守備陣に負傷者が相次ぎ、アンディ・ロバートソンの去就にも注目が集まる中で、コスタス・ツィミカスの“今冬復帰”が噂されている。しかし本人のスタンスは極めて明確だ。意識はリヴァプールではなく、現在所属するローマに向いている。
「ローマに集中している」――復帰報道をきっぱり否定
ヨーロッパリーグのパナシナイコス戦を前に会見に臨んだツィミカスは、シーズン途中でのリヴァプール復帰の可能性について問われ、迷いなくこう答えた。
「言えることはひとつだけ。私はローマにとても集中している。このチームの一員としてプレーし、選手として成長したい。いろいろな噂は耳にしているけど、最善なのはそれらを遮断して、チャンスをもらった時にピッチでベストを尽くすことだ。それが自分の目標だ。ここにいるし、常にベストを尽くしたい。」
この発言は、メディアやファンの憶測を完全にシャットアウトする強いメッセージとなった。
リヴァプール側の事情:守備陣は“緊急事態”
現在リヴァプールは、
- ジョー・ゴメス
- コナー・ブラッドリー
- ジェレミー・フリンポン
- ジョヴァンニ・レオーニ
と、複数の守備的選手が負傷離脱中。左SBは比較的人員が揃っているとはいえ、全体のディフェンスラインは明らかに手薄な状況だ。
さらにロバートソンにはトッテナムからの関心も報じられ、北ロンドン側は約500万ポンドの接触を試みたが、リヴァプールはこれを拒否。シーズン終了までは残留させる方針を固めている。

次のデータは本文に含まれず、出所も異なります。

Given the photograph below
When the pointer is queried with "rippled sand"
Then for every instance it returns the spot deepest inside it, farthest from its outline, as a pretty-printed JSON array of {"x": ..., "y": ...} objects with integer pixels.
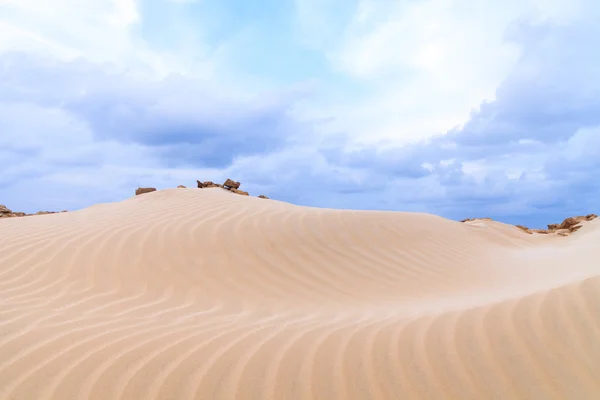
[{"x": 203, "y": 294}]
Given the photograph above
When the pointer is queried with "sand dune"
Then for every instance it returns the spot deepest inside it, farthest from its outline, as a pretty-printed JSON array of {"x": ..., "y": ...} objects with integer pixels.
[{"x": 203, "y": 294}]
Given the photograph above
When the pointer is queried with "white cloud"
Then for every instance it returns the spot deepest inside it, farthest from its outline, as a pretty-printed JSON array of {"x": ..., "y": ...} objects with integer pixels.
[{"x": 423, "y": 66}]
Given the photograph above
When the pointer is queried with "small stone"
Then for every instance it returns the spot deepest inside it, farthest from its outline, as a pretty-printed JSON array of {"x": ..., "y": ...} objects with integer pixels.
[
  {"x": 237, "y": 191},
  {"x": 139, "y": 191}
]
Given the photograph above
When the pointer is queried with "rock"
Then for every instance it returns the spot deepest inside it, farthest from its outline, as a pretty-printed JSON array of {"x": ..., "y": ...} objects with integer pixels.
[
  {"x": 237, "y": 191},
  {"x": 139, "y": 191},
  {"x": 524, "y": 229},
  {"x": 568, "y": 223},
  {"x": 207, "y": 184},
  {"x": 229, "y": 183}
]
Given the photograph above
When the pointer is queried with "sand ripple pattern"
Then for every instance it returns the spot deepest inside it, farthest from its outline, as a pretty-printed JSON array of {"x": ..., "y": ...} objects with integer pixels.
[{"x": 202, "y": 294}]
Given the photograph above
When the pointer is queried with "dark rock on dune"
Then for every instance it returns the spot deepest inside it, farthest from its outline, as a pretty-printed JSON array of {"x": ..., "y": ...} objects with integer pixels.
[{"x": 139, "y": 191}]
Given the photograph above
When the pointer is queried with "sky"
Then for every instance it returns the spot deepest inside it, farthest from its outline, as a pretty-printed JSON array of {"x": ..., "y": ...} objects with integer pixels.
[{"x": 460, "y": 108}]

それでも「ツィミカスを呼び戻すべきでは」という声が出るのは自然な流れだった。
ローマでの立場と今後
ローマはウルヴズのデイビッド・モラー・ウルフ獲得に失敗。アンジェリーニョは長期離脱から復帰間近だが、今季はウェズレイが左SBを務めており、ジャン・ピエロ・ガスペリーニは依然としてツィミカスを戦力として計算している。
ツィミカスのローン契約には買い取りオプションはなし。つまり、現時点ではシーズン終了後に自動的にリヴァプールへ復帰する。
ロバートソンの契約状況とトッテナム移籍志向を踏まえれば、来季ツィミカスがミロシュ・ケルケズのバックアッパーとして戻る可能性は十分に現実的だ。
ただし、それは「今季」ではない。
「もっと良くなれる」成長へのフォーカス
ツィミカスは自身の姿勢についてこう締めくくっている。
「自分のベストを尽くそうとしている。監督がチャンスを与えてくれた時は、それを掴もうとする。目標は選手として成長すること。もっと良くなれると思っているし、それはこれまでも、そして今も変わらない目標だ。」
ツィミカスにとってはシーズン途中の復帰はない。
だが夏、状況は大きく変わる可能性がある。
その時、アンフィールドに戻るのは「経験を積み、さらに強くなったツィミカス」になるのか。どうなのか。注目だ。